Eine weitere Erfahrung mit dem Regel-Tagebuch: Manchmal blättere ich auch zurück, nehme eine alte Kladde zur Hand, um zu schauen, was ich mir zu einer Regelstelle vor zwei Jahren, vor fünf Jahren oder gar vor zehn Jahren notiert habe. Eine lineare Entwicklung findet sich da nicht, wohl aber viele verschiedene Aspekte und Sichtweisen – auch manches Zeitbedingte natürlich. Wichtig aber ist mir, dass auch Regelstellen oder – kapitel, die auf den ersten Blick vielleicht eher marginal zu sein scheinen, mit der Zeit an Leuchtkraft gewinnen. Manche Muscheln öffnen sich eben erst mit der Zeit und lassen ihre Perlen nur langsam sichtbar werden. Wichtig sind auch hier Geduld und Treue und die Offenheit, sich immer wieder neu überraschen zu lassen von diesem Regeltext. „Die Geduld“, so hat Gabriel Marcel einmal gesagt, „ist der Sieg über die Zeit und lässt uns schon hier einen Hauch von Ewigkeit erfahren“. Wenn eine solche Erfahrung die Frucht langen Regel-Tagebuch-Schreibens ist, dann hat es sich meines Erachtens gelohnt.

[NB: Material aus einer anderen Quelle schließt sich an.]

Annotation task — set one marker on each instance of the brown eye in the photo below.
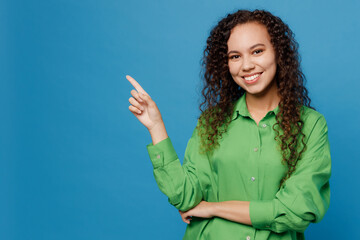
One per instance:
(234, 57)
(258, 51)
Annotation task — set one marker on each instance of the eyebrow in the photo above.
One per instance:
(252, 47)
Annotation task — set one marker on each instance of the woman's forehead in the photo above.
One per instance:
(246, 35)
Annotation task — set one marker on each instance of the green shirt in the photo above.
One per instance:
(247, 167)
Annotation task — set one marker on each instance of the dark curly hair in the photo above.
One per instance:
(220, 91)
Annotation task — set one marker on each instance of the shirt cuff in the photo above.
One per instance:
(261, 213)
(161, 153)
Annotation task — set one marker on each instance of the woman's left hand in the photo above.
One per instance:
(203, 209)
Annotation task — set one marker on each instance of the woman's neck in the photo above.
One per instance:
(260, 104)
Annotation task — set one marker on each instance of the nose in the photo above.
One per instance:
(247, 64)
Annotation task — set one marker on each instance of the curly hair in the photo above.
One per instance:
(220, 90)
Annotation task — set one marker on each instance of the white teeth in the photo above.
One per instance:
(252, 77)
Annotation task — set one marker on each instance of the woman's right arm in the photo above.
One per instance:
(178, 182)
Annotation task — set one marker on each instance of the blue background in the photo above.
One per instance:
(74, 163)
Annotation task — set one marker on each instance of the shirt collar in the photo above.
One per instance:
(240, 108)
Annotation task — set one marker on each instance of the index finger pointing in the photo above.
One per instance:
(136, 85)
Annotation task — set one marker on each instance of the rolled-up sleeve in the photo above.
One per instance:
(180, 183)
(305, 196)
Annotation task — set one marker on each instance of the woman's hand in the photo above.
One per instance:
(203, 209)
(143, 107)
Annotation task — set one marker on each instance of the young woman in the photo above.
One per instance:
(257, 165)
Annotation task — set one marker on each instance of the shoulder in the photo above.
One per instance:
(313, 121)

Eine letzte Erfahrung möchte ich nicht vorenthalten. Ich hatte das unverdiente Glück, dass mich über viele Jahre lang mit einer meiner Mitschwestern eine geistliche Freundschaft verband. Diese Freundschaft hat mich vieles gelehrt. Wir haben seinerzeit unabhängig voneinander, also parallel mit unserem Regel-Tagebuch begonnen. Eines Tages dann haben wir angefangen, im Abstand von drei Monaten (jeweils nach Ende eines Lesezyklus‘) unsere Tagebücher zu tauschen und in dem jeweils anderen mit den Aufzeichnungen fortzufahren. So hat sich für uns eine weitere Ebene der Begegnung über den oben schon beschriebenen Trialog zwischen Gott, dem hleiligen Benedikt und mir selbst hinaus ergeben. Hierdurch kamen noch einmal ganz neue Sichtweisen und Erfahrungen ins Spiel. Diese sind für mich eine große Bereicherung. Ein solches „Verfahren“ setzt natürlich Vertrauen voraus. Solche geistliche Freundschaft kann man nicht machen, sie ist Geschenk. Aber ich möchte jede und jeden ermutigen, nach solchen möglichen Freundschaften Ausschau zu halten und vielleicht einen solchen Schritt zu wagen. Am Anfang allerdings sollte der je persönliche Weg mit dem Regel-Tagebuch stehen. Der Weg mit einem anderen gemeinsam kann dann langsam wachsen, wenn Gott es will.